CPJ urges Karzai to protect Afghan media

January 17, 2008

President Hamid Karzai
Islamic Republic of Afghanistan
C/o The Embassy of Afghanistan
2341 Wyoming Avenue, NW
Washington, D.C. 20008

Via facsimile: 202-483-6487

 

Dear President Karzai,

The Committee to Protect Journalists is concerned about your government’s failure to push through proposed media reforms at a time when the Afghan press is growing increasingly restricted. As a nonpartisan, not-for-profit organization of journalists committed to supporting our colleagues around the world, CPJ is troubled by our findings on Afghanistan, which suggest that media policy is increasingly aimed at hampering journalists.

Long-debated amendments to Afghanistan’s media law were delayed when you declined to endorse them on December 26, according to many local journalists. Shaped by a joint commission of the upper and lower houses of parliament, with informed critiques from journalists and media commentators, the amendments represent a promising step toward reaffirming media freedom.

In the interim negotiating period, while the parliamentary houses choose whether to act on or overrule your suggestions, journalists are left vulnerable to prosecution for cultural transgressions as determined by the Ministry of Information and Culture. The ministry does so with the backing of the National Directorate of Security (NDS) and the Nationwide Council of Religious Scholars of Afghanistan.
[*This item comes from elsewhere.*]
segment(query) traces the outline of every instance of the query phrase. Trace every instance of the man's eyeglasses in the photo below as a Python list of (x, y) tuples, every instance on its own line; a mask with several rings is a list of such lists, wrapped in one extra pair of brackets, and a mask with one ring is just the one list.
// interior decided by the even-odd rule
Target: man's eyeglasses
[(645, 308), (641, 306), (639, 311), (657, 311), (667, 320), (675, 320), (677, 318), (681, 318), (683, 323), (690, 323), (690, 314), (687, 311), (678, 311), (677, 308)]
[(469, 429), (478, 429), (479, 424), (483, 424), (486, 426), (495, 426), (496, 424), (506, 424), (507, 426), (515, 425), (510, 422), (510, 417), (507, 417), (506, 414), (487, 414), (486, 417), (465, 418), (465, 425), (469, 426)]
There have been several incidents that are indications of this trend:

  • The Council of Religious Scholars has recommended the death penalty for a young reporter and student charged with blasphemy in Mazar-i-Sharif, according to local press freedom advocate Rahimullah Samander. Local journalists are vocal in their support of Parwez Kambakhsh, who was detained on October 27 for downloading distributing to friends an article about the Prophet Mohammed from the Internet. We share their concerns that Kambakhsh is being targeted in order to put pressure on his brother, journalist Sayed Yaqub Ibrahimi, who has repeatedly offended officials with his articles for the Institute for War and Peace Reporting. Although the Balkh provincial council appealed for the 23-year-old Kambakhsh’s release after meeting with him on January 6, clerics renewed their call for his execution on January 14, Samander’s colleague Naqibullah Taib told CPJ.
  • On January 4, you met with influential clerics who called popular music shows and Indian soap operas broadcast by Tolo TV un-Islamic, according to Agence France-Presse. Shortly after that meeting a communication from Minister Abdul Khuram to private TV channels banned programs contrary to Afghanistan’s culture and laws on threat of referral to the attorney general for prosecution. Saad Mohseni, who runs Tolo and other networks, provided CPJ with a copy of the letter last week. Mohseni told us that NDS representatives reiterated the minister’s ban in a meeting with private TV station heads on January 9.
  • In 2002, you pledged to turn state-owned Radio Television Afghanistan (RTA) into a public service broadcaster. Yet your latest recommendations on the proposed media law vetoed the draft proposals to establish an independent commission, including legislative and judicial representatives, to govern RTA on the grounds that they were unconstitutional, local news reports say. RTA’s director of planning and foreign relations, Abdul Rahman Panjshiri, resigned in September 2007, directly citing Minister Khuram’s efforts to curb the station’s independence as his reason. “During my 29 years of service with RTA I have not seen such an attempt to suppress freedom,” he said in comments published on the Web site of Radio Netherlands.

We do, however, applaud your recommendation for increased clarity in the proposed media bill regarding punishment for violations of new restrictions against insulting Islam, which were overly broad and open to misinterpretation.

As Afghanistan gears up for presidential and parliamentary elections in 2009, it is more important than ever to promote a professional media industry, free from the threat of reprisal and content restrictions on religious or any other grounds.

We ask that you intervene to ensure that the charges against Parwez Kambakhsh are immediately dropped and, on a broader scale, we encourage you to press for revisions to the media law that guarantee increased protection for journalists. We urge you to counteract the threat of prosecution for private TV stations and allow them to determine the cultural relevance of their own programming.

We ask, finally, that you fulfill your promise to develop Radio Television Afghanistan as a public media outlet, and take steps to reduce the Ministry of Information and Culture’s editorial and administrative influence over the broadcaster.

These actions will send a clear signal that you will not tolerate moves to restrict the media but rather to allow it to flourish as Afghanistan grows as a democracy.

Thank you for your attention to this important matter.